Transforming Acidic Corrosion and Embrittlement into a Hydrogen-Trapping Cage

TL;DR

This paper introduces a novel method to engineer hydrogen-trapping microstructures in metals by converting corrosion and embrittlement processes into a constructive design, enabling efficient hydrogen storage and catalytic conversion under mild conditions.

Contribution

It presents a new materials design strategy that transforms degradation mechanisms into a platform for synthesizing and stabilizing metal hydrides, including challenging targets like LiH and NaH.

Findings

Successfully synthesized over 20 hydrides, including LiH and NaH.

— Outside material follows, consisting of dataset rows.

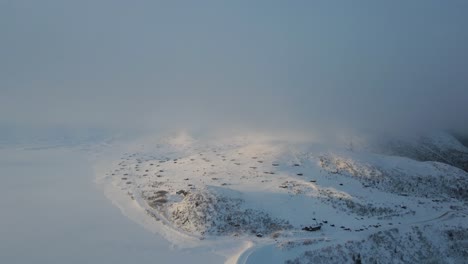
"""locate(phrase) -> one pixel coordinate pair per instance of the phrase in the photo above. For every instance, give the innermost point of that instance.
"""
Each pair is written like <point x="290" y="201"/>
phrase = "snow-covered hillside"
<point x="262" y="199"/>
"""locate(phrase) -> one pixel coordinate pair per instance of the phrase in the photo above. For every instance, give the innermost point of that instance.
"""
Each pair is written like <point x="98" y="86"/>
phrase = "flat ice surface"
<point x="52" y="212"/>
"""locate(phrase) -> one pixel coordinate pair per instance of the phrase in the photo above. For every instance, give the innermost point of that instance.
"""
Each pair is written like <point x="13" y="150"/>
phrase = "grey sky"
<point x="302" y="64"/>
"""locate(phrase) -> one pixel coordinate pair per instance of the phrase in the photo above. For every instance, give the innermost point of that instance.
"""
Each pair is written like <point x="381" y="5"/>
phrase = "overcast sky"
<point x="272" y="64"/>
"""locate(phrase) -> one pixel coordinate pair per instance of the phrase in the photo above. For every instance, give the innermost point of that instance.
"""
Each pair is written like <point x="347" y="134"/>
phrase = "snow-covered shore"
<point x="252" y="199"/>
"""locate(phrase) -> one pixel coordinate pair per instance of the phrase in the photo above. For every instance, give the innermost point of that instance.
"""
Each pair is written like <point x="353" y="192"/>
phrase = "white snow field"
<point x="263" y="199"/>
<point x="52" y="212"/>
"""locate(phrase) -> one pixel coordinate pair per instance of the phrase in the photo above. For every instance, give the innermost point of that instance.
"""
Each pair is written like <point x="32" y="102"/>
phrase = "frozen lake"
<point x="52" y="212"/>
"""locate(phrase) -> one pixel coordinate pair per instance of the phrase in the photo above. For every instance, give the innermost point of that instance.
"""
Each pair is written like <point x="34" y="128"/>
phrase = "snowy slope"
<point x="253" y="198"/>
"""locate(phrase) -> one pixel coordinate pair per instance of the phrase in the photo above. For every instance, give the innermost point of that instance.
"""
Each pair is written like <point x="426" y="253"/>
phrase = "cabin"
<point x="312" y="228"/>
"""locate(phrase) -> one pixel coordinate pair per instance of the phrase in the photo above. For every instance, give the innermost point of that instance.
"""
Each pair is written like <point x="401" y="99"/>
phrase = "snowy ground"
<point x="52" y="212"/>
<point x="250" y="198"/>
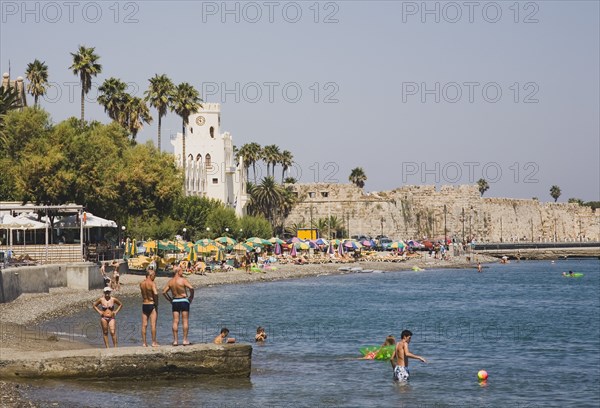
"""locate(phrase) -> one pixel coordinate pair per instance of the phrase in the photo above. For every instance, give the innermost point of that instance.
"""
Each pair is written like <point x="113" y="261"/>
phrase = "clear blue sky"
<point x="413" y="92"/>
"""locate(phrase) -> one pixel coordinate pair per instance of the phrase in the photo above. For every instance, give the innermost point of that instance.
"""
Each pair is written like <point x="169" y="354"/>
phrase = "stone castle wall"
<point x="415" y="212"/>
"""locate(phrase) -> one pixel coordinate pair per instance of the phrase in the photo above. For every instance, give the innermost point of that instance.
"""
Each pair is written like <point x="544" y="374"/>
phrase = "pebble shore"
<point x="20" y="318"/>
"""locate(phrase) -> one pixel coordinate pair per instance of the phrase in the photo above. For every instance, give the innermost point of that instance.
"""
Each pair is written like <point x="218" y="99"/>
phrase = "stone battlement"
<point x="459" y="212"/>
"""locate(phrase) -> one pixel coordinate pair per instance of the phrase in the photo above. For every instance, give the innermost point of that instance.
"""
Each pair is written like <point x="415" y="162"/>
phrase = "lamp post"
<point x="310" y="226"/>
<point x="445" y="227"/>
<point x="463" y="220"/>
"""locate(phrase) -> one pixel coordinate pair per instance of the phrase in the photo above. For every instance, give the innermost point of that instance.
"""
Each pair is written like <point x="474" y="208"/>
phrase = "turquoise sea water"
<point x="536" y="333"/>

Developed a titanium hydride electrocatalyst with high current density for nitrate reduction.

Demonstrated in-situ hydrogen trapping and stabilization in metals under mild conditions.

Abstract

The vision of a hydrogen economy demands efficient platforms to close the gap between sustainable proton sources and solid-state hydrogen carriers. Metal hydrides serve as key carriers, yet their synthesis remains constrained by the energy-intensive use of high-pressure H2, which fragments the hydrogen chain. Here, we overturn this paradigm by transforming two classic degradation mechanisms, acidic corrosion and hydrogen embrittlement, into a constructive materials-design strategy. We demonstrate that synergistic control of these processes in acid enables the in-situ engineering of a "hydrogen-trapping cage" (HTC) microstructure within metals. Composed of a dense defect network, this cage directly captures and stabilizes protons as hydrides under mild conditions, guided by the universal criterion |DeltaPeq| > DeltaPph. Using this platform, we synthesize over 20 hydrides, including challenging targets such as LiH and NaH, and showcase its functional power with a cage-rich titanium hydride electrocatalyst. This catalyst achieves an exceptional current density of 1.07 A cm-2 for nitrate-to-ammonia conversion, attributed to rapid H- transport within the engineered cage. This work establishes a transformative "failure-to-function" paradigm, delivering an integrated platform that unifies hydrogen capture, stabilization, and conversion.